Looking back over 80 years, I have concluded that one can count on their fingers, maybe on one hand, the number of notable lasting acquaintances and colleagues. Beginning when we were both graduate students at UT Austin in the ‘60s, Steve Harris was one of my few. Marie joined the duo in the early ‘80s when we were both founding faculty colleagues of the Gordon Sato Cell Science Center program in Lake Placid NY. Marie and Steve were an inseparable research team similar to my wife and I. They pioneered the earliest molecular biology technology for the institute. Gordon provided garden plots at the director’s residence for the gardeners on the staff and Marie was the master guru for the novices there in the short growing season of the high Adirondacks.

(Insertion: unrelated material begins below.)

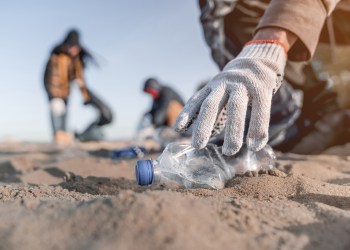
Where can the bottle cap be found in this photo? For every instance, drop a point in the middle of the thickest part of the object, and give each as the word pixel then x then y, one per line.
pixel 144 172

In ’84 and ’85 our two families took adventurous tours to little known places on the Pacific coast of Mexico with our two young girls of similar age who tracked together in pre-schools during their time in Lake Placid. One of the most adventurous was the stretch from Puerto Vallarta to Manzanillo down highway 200 which required traversing the desolate inland stretch from Mismaloya to Perula which was rumored to be a notorious stretch for bandits even in the early ‘80s. We were in a rented VW bug and sure enough about halfway it quit in the hot late desert afternoon. After much discussion on what to do and I still don’t know our reasoning, we decided that Steve and I would hitchhike into Perula while the girls stayed with the kids. It was not a high trafficked road in the first place. We got a short ride with a local hired hand, but then about halfway not much luck as fear increased the girls would be left alone with the kids after dark. Finally we got a ride all the way into Perula and they even took us to the rare village service station with road service that took us back to the bug and got it running again. Ironically, they told us the reason we did not get rides quickly was because there were two of us and the locals we were so afraid of were more afraid of us. Alls well that ends well and both trips were forever memories.